Back to my current status, after a strong start things are going downhill. My rattle-snake purple hull string beans (not to be confused with my purple hull peas) were off to a strong start. The seeds sprouted within days, two long beautiful rows coming up with no skips. First the rabbits found them, and after a few nights my rows were looking a little rough. Next we had a couple of big showers that left water standing in the clay dirt. Within a day, over half of them had wilted. They were almost ready to start running and I was back to square one.
I decided to replant one entire row last weekend. Determined, I slogged down a muddy row sticking seeds in the mud. I’m not sure how that will work, but it was worth a try.
Now to those purple hull peas, I planted eight long rows. I planted them later than the string beans and there was plenty of moisture to make them sprout within days. The only problem is that so far, only half of them are up. A beautiful stand of peas, in places, with no apparent reason for the rest of them not to sprout. Next came the crows. A day is all it took, I noticed them in the garden one morning and when I got home from work the damage was done. The good half of the peas that came up had been worked over, sprouts pulled up by the crows and left behind as they ate the seed.
I had purposefully planted them thick, so the crows’ work wasn’t too bad. I hastily assembled a scarecrow, my first attempt, and even though it worked I am probably better not show off my handiwork.

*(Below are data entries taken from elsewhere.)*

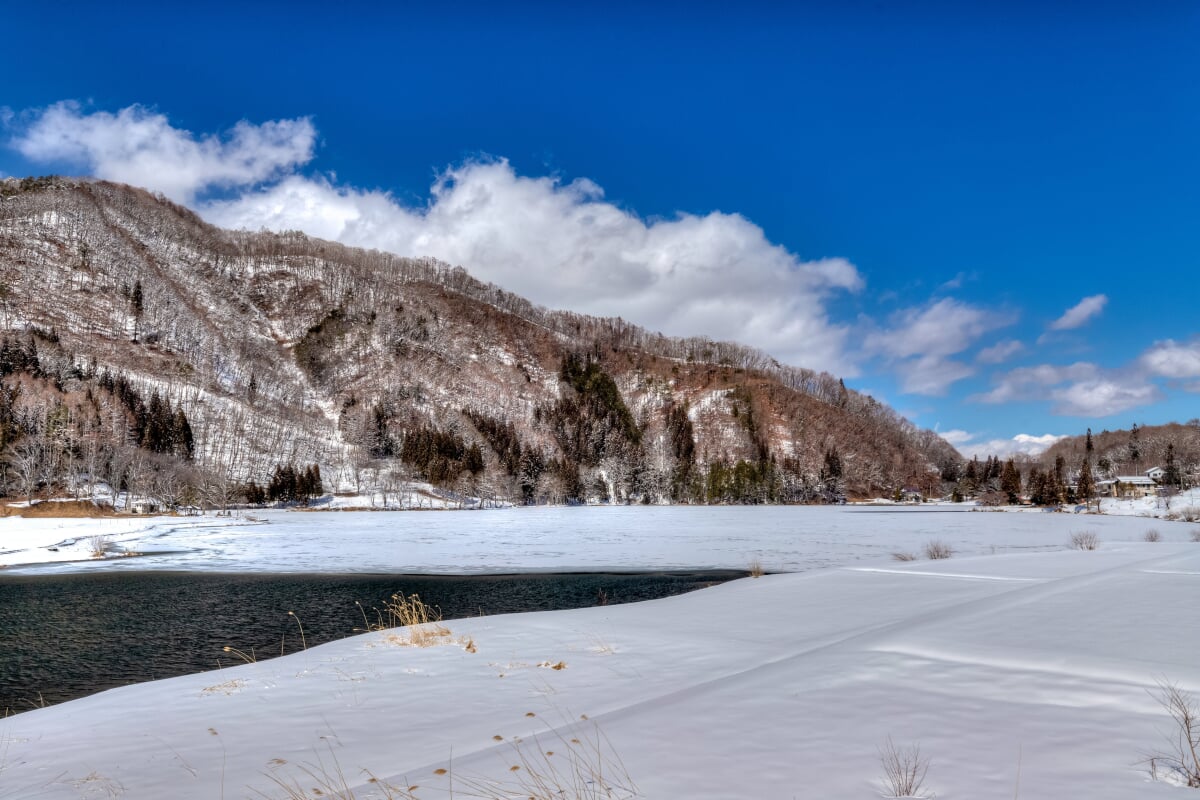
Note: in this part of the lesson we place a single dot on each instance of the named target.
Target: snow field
(1030, 673)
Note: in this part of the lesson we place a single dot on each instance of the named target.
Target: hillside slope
(283, 349)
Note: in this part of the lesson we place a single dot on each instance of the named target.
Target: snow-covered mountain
(281, 348)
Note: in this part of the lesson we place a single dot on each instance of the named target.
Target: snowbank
(1031, 668)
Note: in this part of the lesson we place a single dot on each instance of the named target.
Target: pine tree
(1011, 481)
(1085, 485)
(181, 435)
(1170, 469)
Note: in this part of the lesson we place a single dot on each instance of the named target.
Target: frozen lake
(785, 539)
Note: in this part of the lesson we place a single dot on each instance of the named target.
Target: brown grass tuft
(65, 510)
(904, 770)
(937, 549)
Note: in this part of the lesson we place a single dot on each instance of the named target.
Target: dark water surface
(67, 636)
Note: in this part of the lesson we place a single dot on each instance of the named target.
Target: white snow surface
(1027, 671)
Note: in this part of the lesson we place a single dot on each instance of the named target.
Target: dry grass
(421, 620)
(904, 770)
(541, 768)
(99, 546)
(1180, 762)
(66, 509)
(937, 549)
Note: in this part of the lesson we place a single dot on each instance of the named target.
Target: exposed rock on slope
(287, 349)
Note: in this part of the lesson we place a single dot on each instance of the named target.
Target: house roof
(1137, 480)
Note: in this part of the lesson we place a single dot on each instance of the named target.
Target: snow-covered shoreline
(781, 539)
(1035, 665)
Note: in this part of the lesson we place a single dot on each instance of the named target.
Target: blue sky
(984, 216)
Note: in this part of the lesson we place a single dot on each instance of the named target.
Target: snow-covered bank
(1025, 667)
(550, 539)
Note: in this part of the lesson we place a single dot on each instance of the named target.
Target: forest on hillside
(162, 356)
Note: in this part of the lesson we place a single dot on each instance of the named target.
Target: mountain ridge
(287, 349)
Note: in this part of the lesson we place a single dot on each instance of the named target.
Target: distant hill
(147, 347)
(1125, 452)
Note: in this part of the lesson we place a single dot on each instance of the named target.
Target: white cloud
(957, 437)
(1171, 359)
(1000, 352)
(1080, 313)
(558, 244)
(1103, 396)
(1080, 389)
(1021, 444)
(139, 146)
(930, 376)
(921, 341)
(562, 245)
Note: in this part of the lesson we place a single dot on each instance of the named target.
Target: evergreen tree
(1011, 481)
(181, 435)
(1134, 447)
(1085, 485)
(1170, 469)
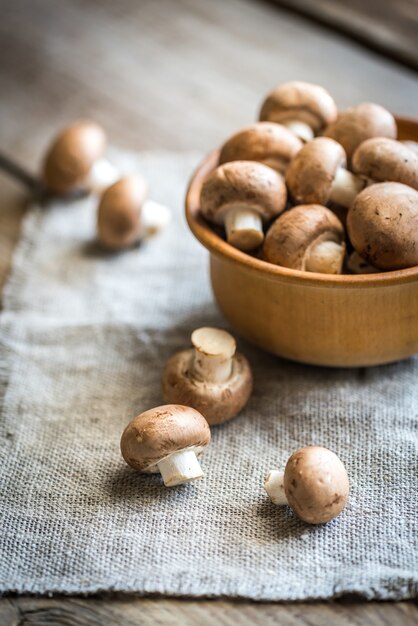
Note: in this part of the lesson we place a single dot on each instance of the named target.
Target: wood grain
(175, 75)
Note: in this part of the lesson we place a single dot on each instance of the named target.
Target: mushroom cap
(248, 184)
(119, 212)
(383, 225)
(383, 159)
(218, 402)
(311, 173)
(359, 123)
(306, 102)
(289, 239)
(71, 156)
(316, 484)
(156, 434)
(266, 142)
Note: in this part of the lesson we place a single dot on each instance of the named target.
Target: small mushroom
(357, 265)
(125, 217)
(166, 439)
(303, 107)
(318, 174)
(308, 238)
(266, 142)
(381, 159)
(314, 484)
(359, 123)
(211, 377)
(242, 195)
(382, 225)
(75, 160)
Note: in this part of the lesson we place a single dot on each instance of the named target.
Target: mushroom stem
(101, 175)
(345, 187)
(358, 265)
(180, 467)
(214, 349)
(244, 228)
(301, 129)
(274, 486)
(325, 257)
(154, 218)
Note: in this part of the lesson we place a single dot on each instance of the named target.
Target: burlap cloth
(84, 340)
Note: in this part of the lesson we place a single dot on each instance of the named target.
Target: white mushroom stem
(180, 467)
(358, 265)
(301, 129)
(274, 486)
(213, 354)
(154, 218)
(102, 174)
(326, 257)
(244, 227)
(345, 187)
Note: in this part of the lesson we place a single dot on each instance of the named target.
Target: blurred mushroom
(359, 123)
(211, 377)
(124, 215)
(166, 439)
(242, 195)
(383, 225)
(75, 160)
(271, 144)
(303, 107)
(314, 484)
(318, 174)
(308, 238)
(381, 159)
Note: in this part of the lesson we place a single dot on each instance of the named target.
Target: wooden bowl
(337, 321)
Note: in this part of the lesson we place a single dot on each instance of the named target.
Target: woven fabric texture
(84, 339)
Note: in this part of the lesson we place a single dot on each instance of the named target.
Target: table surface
(172, 75)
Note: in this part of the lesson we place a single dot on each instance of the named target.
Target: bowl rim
(219, 247)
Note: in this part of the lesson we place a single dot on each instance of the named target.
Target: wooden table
(177, 75)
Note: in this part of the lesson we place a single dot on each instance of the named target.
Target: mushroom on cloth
(75, 160)
(211, 377)
(314, 484)
(125, 216)
(303, 107)
(166, 439)
(308, 237)
(266, 142)
(242, 195)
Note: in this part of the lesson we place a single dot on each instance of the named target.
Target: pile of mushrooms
(315, 189)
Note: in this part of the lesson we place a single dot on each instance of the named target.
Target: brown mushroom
(125, 217)
(309, 238)
(383, 225)
(359, 123)
(318, 175)
(314, 484)
(303, 107)
(166, 439)
(381, 159)
(266, 142)
(75, 160)
(242, 195)
(211, 377)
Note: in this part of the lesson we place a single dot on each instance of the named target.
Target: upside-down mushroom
(314, 484)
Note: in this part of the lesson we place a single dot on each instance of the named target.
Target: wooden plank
(389, 27)
(128, 611)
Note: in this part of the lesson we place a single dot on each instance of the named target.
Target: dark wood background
(174, 74)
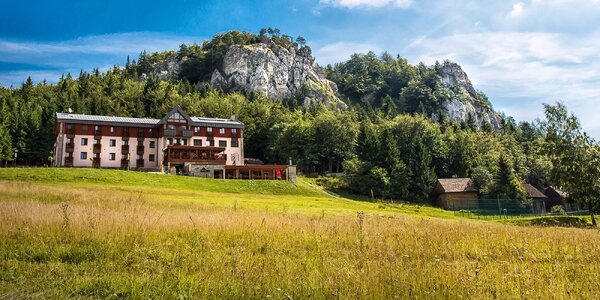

Next came the attack on the squash. My beautiful plants were only six inches tall when I noticed a problem, or should I say problems – the squash were dying. In the day-and-a-half that I didn’t go in the garden because it was too wet, the squash bugs attacked. I have never had a problem with squash bugs until the plants are much larger. I killed the squash bugs, mixed up a concoction to spray, and went to work on them. About half of them were too far gone, so I replanted those hills.
Meanwhile the only additions to the freezer have come from a few fishing trips. My buddy and I hit it hard each May after turkey season closes, catching bass, bream and crappie. We fish the farm ponds, easy pickings, and fillet everything we catch. The only thing better than a fresh tomato or fried okra is fried fish. Crappie is the best, but when you mix bass and bream fillets in it’s hard to tell the difference. Just ask my wife, we always tell her we are cooking crappie and she hasn’t caught on yet!
I guess the moral of the story is we better thank a farmer, a truck driver and our grocers. And it might not hurt to keep a rod and reel handy, just in case.